O Senhor é «misericordioso»: este vocábulo evoca uma atitude de ternura, como a de uma mãe pelo seu filho. Com efeito, o termo hebraico usado pela Bíblia leva a pensar nas vísceras, ou então no ventre materno. Por isso, a imagem que sugere é a de um Deus que se comove e sente ternura por nós, como uma mãe quando pega o seu filho ao colo, unicamente desejosa de amar, proteger e ajudar, pronta a doar tudo, até a si mesma. Esta é a imagem que este termo sugere. Portanto, um amor que se pode definir, no bom sentido, «visceral».

Depois, está escrito que o Senhor é «compassivo», no sentido que concede a graça, tem compaixão e, na sua grandeza, se debruça sobre quantos são frágeis e pobres, sempre pronto a acolher, compreender e perdoar. É como o pai da parábola tirada do Evangelho de Lucas (cf. Lc 15, 11-32): um pai que não se fecha no ressentimento pelo abandono do filho mais novo mas, ao contrário, continua a esperar por ele — foi ele que o gerou! — e depois corre ao seu encontro e abraça-o, nem sequer o deixa terminar a sua confissão — como se lhe tapasse a boca — tão grandes são o amor e a alegria por o ter reencontrado; e em seguida vai chamar também o filho mais velho, que se sente indignado e não quer festejar, o filho que permaneceu sempre em casa mas vivia mais como um servo do que como um filho, e o pai debruça-se inclusive sobre ele, convida-o a entrar e procura abrir o seu coração ao amor, a fim de que ninguém seja excluído da festa da misericórdia. A misericórdia é uma festa!

Deste Deus misericordioso também se diz que é «lento para a ira», literalmente, tem um «longo respiro», ou seja, o amplo respiro da longanimidade e da capacidade de suportar. Deus sabe esperar, os seus tempos não são os tempos impacientes dos homens; Ele é como o sábio agricultor que sabe esperar, dá tempo à boa semente para crescer, não obstante o joio (cf. Mt 13, 24-30).

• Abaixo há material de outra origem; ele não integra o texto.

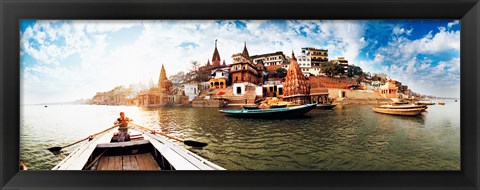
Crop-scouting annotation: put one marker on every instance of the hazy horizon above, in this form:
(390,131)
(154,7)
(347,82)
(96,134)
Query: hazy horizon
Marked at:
(64,61)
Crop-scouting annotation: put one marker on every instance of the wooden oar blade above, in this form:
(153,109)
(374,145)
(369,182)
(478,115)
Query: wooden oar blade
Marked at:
(55,149)
(194,143)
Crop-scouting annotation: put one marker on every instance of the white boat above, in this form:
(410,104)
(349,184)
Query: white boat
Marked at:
(388,106)
(409,112)
(145,151)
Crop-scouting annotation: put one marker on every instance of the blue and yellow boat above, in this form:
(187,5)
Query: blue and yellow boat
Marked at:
(293,111)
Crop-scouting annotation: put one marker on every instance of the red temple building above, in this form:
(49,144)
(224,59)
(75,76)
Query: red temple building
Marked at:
(295,87)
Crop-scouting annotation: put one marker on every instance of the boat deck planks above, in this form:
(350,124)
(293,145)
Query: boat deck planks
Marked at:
(128,162)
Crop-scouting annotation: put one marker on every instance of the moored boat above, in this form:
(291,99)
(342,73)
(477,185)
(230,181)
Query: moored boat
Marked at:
(278,106)
(145,151)
(425,103)
(326,106)
(293,111)
(407,112)
(403,106)
(251,107)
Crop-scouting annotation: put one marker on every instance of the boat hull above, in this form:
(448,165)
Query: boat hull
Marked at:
(403,106)
(279,113)
(326,106)
(405,112)
(146,151)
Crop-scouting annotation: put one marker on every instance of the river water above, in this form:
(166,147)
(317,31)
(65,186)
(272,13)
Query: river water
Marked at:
(349,137)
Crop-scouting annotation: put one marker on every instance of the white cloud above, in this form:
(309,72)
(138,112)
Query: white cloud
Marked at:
(81,57)
(455,22)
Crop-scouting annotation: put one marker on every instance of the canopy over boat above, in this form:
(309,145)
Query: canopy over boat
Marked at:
(145,151)
(272,112)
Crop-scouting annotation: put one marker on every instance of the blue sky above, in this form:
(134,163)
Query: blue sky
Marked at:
(69,60)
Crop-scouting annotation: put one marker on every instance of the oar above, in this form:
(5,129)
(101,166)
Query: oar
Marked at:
(186,142)
(57,148)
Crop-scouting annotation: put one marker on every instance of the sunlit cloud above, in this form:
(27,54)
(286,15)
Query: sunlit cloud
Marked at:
(69,60)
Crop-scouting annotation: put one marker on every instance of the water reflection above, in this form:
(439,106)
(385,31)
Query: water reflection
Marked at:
(346,138)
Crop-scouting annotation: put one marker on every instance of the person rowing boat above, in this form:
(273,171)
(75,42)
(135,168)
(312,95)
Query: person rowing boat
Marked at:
(122,135)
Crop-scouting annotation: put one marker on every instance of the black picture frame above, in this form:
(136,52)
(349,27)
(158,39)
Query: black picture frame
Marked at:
(468,11)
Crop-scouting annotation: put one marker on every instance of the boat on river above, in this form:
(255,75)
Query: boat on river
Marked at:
(327,106)
(144,151)
(411,106)
(407,112)
(427,102)
(293,111)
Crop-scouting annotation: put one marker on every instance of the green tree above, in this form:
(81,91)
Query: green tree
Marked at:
(331,69)
(197,73)
(354,71)
(281,72)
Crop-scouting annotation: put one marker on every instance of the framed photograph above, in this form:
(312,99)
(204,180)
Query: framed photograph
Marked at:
(296,95)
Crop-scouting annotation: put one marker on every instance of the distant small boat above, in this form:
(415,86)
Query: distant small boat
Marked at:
(22,165)
(293,111)
(326,106)
(409,112)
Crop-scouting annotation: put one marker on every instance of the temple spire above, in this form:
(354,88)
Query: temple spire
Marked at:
(163,76)
(216,56)
(245,51)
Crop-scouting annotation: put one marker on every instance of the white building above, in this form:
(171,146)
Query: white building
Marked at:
(221,72)
(270,59)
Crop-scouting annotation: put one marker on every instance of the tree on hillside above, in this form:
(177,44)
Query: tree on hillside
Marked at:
(331,69)
(196,73)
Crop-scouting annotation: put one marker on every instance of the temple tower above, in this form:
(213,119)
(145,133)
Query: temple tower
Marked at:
(163,83)
(295,87)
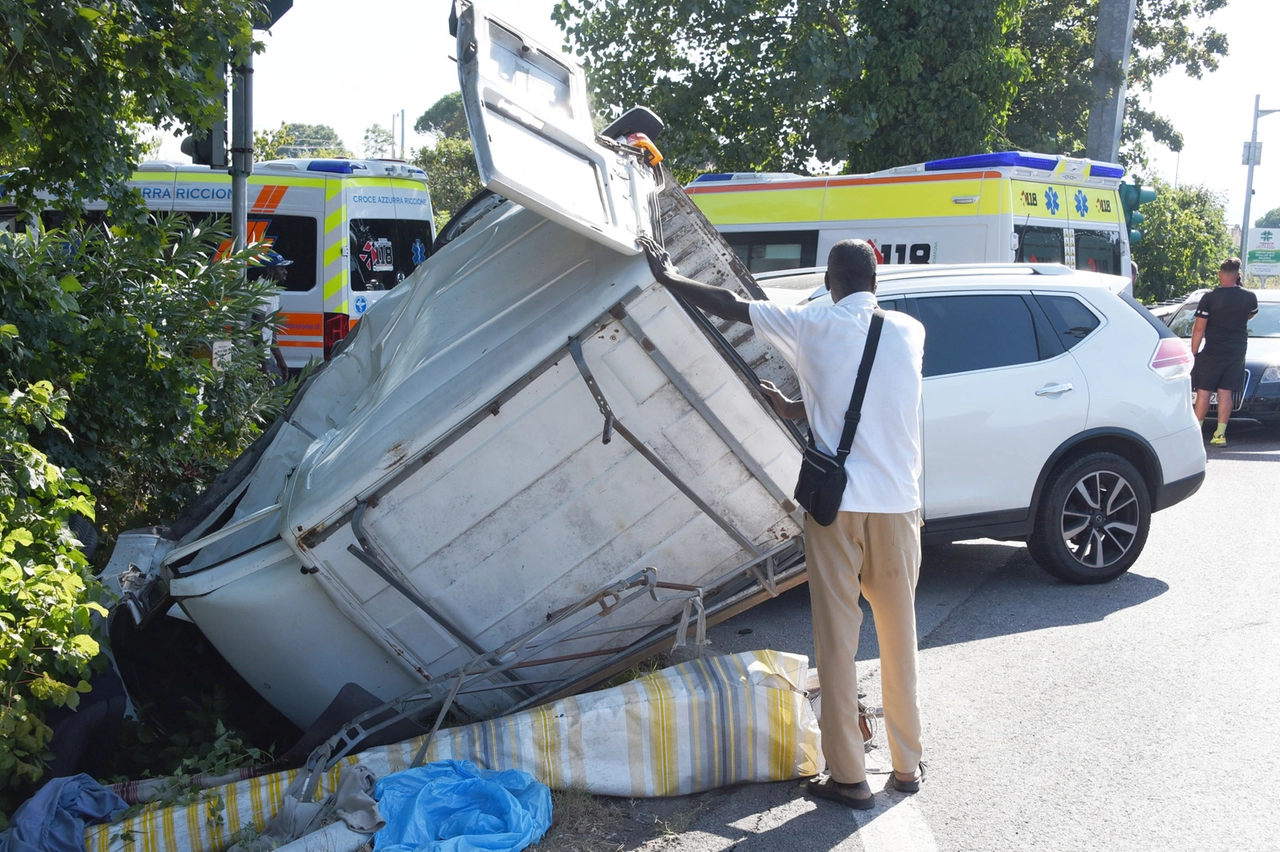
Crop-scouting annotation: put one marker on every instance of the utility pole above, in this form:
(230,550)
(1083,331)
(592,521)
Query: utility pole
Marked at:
(1252,157)
(1112,44)
(242,147)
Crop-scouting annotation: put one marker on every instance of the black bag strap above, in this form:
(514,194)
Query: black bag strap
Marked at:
(864,370)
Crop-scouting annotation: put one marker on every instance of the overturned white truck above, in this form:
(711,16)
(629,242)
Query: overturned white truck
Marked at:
(529,466)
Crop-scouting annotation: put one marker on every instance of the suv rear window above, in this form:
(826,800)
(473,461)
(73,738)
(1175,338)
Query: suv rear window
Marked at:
(1072,321)
(964,333)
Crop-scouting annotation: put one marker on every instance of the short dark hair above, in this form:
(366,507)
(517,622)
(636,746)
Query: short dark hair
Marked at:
(851,265)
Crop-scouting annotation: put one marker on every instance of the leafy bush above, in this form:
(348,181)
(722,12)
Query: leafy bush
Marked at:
(1184,239)
(124,320)
(48,595)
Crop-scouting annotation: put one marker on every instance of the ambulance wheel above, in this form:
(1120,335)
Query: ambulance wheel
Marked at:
(1092,522)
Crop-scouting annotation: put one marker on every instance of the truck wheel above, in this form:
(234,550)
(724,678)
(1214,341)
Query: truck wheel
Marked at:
(1092,523)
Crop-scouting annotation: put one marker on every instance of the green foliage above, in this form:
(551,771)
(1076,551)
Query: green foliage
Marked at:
(451,169)
(785,86)
(1184,239)
(379,142)
(443,118)
(270,145)
(314,141)
(122,325)
(940,78)
(204,746)
(741,86)
(1270,219)
(48,594)
(80,76)
(1051,111)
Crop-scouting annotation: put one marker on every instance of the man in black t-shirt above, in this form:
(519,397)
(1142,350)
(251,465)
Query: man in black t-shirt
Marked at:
(1221,323)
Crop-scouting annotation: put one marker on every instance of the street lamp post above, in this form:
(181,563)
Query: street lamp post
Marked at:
(1252,159)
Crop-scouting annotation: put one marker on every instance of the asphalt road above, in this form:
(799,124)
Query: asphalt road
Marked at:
(1142,714)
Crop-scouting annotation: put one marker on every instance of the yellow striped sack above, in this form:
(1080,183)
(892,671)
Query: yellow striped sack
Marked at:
(693,727)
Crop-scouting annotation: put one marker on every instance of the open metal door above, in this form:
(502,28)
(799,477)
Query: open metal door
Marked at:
(531,128)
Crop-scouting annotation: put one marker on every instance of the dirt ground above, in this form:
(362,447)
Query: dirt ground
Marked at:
(585,823)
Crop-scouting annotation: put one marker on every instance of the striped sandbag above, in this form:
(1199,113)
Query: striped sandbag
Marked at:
(693,727)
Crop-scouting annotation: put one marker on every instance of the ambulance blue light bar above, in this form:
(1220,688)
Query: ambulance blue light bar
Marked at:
(1098,170)
(337,166)
(991,160)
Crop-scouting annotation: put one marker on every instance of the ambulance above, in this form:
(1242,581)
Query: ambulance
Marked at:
(350,229)
(988,207)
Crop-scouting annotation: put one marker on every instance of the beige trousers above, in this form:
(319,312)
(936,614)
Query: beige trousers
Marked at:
(877,555)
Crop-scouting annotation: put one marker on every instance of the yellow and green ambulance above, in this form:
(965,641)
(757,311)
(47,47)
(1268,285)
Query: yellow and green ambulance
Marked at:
(990,207)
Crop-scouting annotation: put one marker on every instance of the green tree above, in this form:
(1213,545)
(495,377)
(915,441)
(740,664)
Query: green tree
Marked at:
(451,172)
(270,145)
(940,79)
(127,331)
(48,592)
(872,83)
(379,142)
(1270,219)
(443,118)
(1184,239)
(314,141)
(1051,111)
(80,76)
(768,85)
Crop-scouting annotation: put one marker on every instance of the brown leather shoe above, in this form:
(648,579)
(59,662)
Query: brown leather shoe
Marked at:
(905,787)
(858,796)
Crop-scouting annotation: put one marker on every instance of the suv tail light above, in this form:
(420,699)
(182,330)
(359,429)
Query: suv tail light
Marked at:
(1171,360)
(336,328)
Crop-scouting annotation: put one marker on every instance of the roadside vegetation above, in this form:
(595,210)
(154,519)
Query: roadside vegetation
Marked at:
(112,410)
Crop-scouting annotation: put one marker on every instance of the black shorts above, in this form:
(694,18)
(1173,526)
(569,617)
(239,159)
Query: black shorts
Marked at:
(1219,372)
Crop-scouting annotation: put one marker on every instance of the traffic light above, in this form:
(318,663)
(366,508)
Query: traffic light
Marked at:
(210,149)
(274,9)
(1132,196)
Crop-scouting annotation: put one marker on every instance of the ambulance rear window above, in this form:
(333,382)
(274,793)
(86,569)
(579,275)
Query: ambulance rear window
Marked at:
(766,251)
(387,251)
(293,238)
(1097,251)
(1040,244)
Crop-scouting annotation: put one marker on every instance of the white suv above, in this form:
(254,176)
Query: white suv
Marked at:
(1056,408)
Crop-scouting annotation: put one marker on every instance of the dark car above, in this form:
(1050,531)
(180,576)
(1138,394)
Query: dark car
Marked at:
(1261,397)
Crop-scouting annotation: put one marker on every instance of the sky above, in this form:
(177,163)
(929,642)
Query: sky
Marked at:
(329,63)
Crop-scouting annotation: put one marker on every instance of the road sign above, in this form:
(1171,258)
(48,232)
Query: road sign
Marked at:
(1264,257)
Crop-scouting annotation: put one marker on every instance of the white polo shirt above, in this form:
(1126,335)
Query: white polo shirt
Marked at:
(823,342)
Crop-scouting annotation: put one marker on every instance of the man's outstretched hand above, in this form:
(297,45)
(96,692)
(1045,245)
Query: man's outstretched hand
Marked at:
(659,261)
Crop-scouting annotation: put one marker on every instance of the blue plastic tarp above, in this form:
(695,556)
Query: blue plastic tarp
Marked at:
(456,806)
(54,819)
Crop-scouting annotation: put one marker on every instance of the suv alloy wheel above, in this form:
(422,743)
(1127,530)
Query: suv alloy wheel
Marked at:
(1092,523)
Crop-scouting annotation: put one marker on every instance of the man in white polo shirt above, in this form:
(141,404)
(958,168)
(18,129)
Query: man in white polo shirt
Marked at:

E finalmente, o Senhor proclama-se «rico em bondade e em fidelidade». Como é bonita esta definição de Deus! Ela contém tudo. Porque Deus é grande e poderoso, mas esta grandeza e poder revelam-se no amor a nós, que somos tão pequeninos, tão incapazes. A palavra «amor», aqui utilizada, indica o carinho, a graça, a bondade. Não se trata do amor das telenovelas... É o amor que dá o primeiro passo, que não depende dos méritos humanos, mas de uma imensa gratuitidade. É a solicitude divina que nada pode impedir, nem sequer o pecado, porque ela sabe ir mais além do pecado, derrotar o mal e perdoá-lo.
Uma «fidelidade» sem limites: eis a derradeira palavra da revelação de Deus a Moisés. A fidelidade de Deus nunca esmorece, porque o Senhor é o Guardião que, como recita o Salmo, não adormece mas vigia continuamente sobre nós, para nos levar à vida:

«Ele não permitirá que os teus pés vacilem;
não adormecerá aquele que te guarda.
Não, não dormirá, não cairá no sono
a sentinela de Israel.
[...].
O Senhor proteger-te-á de todo o mal;
Ele velará sobre a tua alma.
O Senhor guardará os teus passos,
agora e para sempre» (Sl 121, 3-4.7-8).

Este Deus misericordioso é fiel na sua misericórdia e são Paulo diz algo muito bonito: ainda que tu não lhe sejas fiel, contudo Ele permanecer-te-á fiel, porque não pode renegar-se a si mesmo. A fidelidade na misericórdia é precisamente o ser de Deus. E por isso Deus é totalmente e sempre confiável. A sua presença é firme e estável. Eis em que consiste a certeza da nossa fé. E então, neste Jubileu da Misericórdia, confiemo-nos inteiramente a Ele, e experimentemos a alegria de ser amados por este «Deus compassivo e misericordioso, lento para a ira, rico em bondade e em fidelidade».